During the 2020s, artists of Indian descent have become a much more common fixture of the Academy Awards, starting with a nomination at the 2020 ceremony for the 2019 short documentary St. Louis Superman, produced by Canadian-born Sami Khan and American-born Smriti Mundhra. The following year saw a nomination for Indian American songwriter Sarvan Kotecha (for “Husavik,” from the 2020 comedy Eurovision Song Contest: The Story of Fire Saga), and last year even saw filmmakers of Indian origin lifting their respective trophies: British director Aneil Karia won for the live action short film The Long Goodbye, and Indian American producer Joseph Patel was one of the four winners of Best Documentary Feature for Summer of Soul, which beat nominated Indian production Writing With Fire (about women from the Dalit caste who run an independent journalistic publication). Writing With Fire was the first Indian film ever nominated for Documentary Feature, and just one year later, Shaunak Sen’s striking New Delhi portrait All That Breathes could be the first to win the award this coming weekend.

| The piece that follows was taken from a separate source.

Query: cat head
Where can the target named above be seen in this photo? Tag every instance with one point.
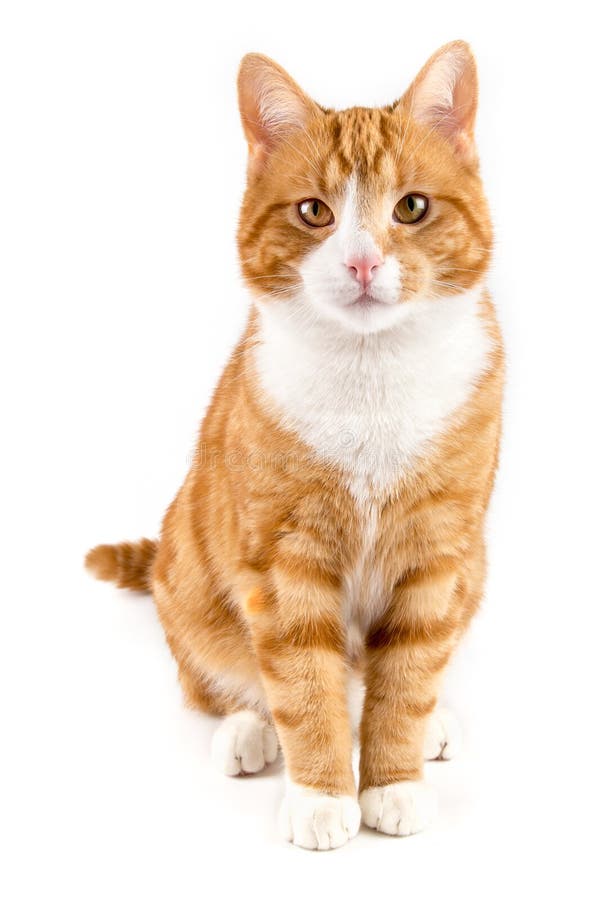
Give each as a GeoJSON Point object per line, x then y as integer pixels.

At this Sunday’s ceremony, in addition to three Indian-produced movies in various categories, Rafiq Bhatia—an American of East Indian African descent—has also been nominated for Best Original Score as part of the group Son Lux, for Everything Everywhere All At Once. Son Lux’s electronica-heavy score is fun and propulsive, and Everything Everywhere is the strongest Best Picture frontrunner in years, but the Oscar for Best Score is likely to go to Justin Hurwitz for Babylon or John Williams for The Fabelmans, which have more traditional compositions. However, the three nominated Indian productions, in various different languages—Tamil-language The Elephant Whisperers for Best Documentary Short Subject, Hindi-language All That Breathes for Best Documentary Feature, and Telugu-language RRR for Best Original Song—all appear to be likely winners in their respective categories.
If they emerge successful, it would make what already appears to be a very Asian Oscars potentially the best ever showing for Indian cinema on the Academy stage. In a best case scenario, this could represent a potential shifting of the tide for how strongly mainstream award bodies consider India an important part of the global cinematic conversation.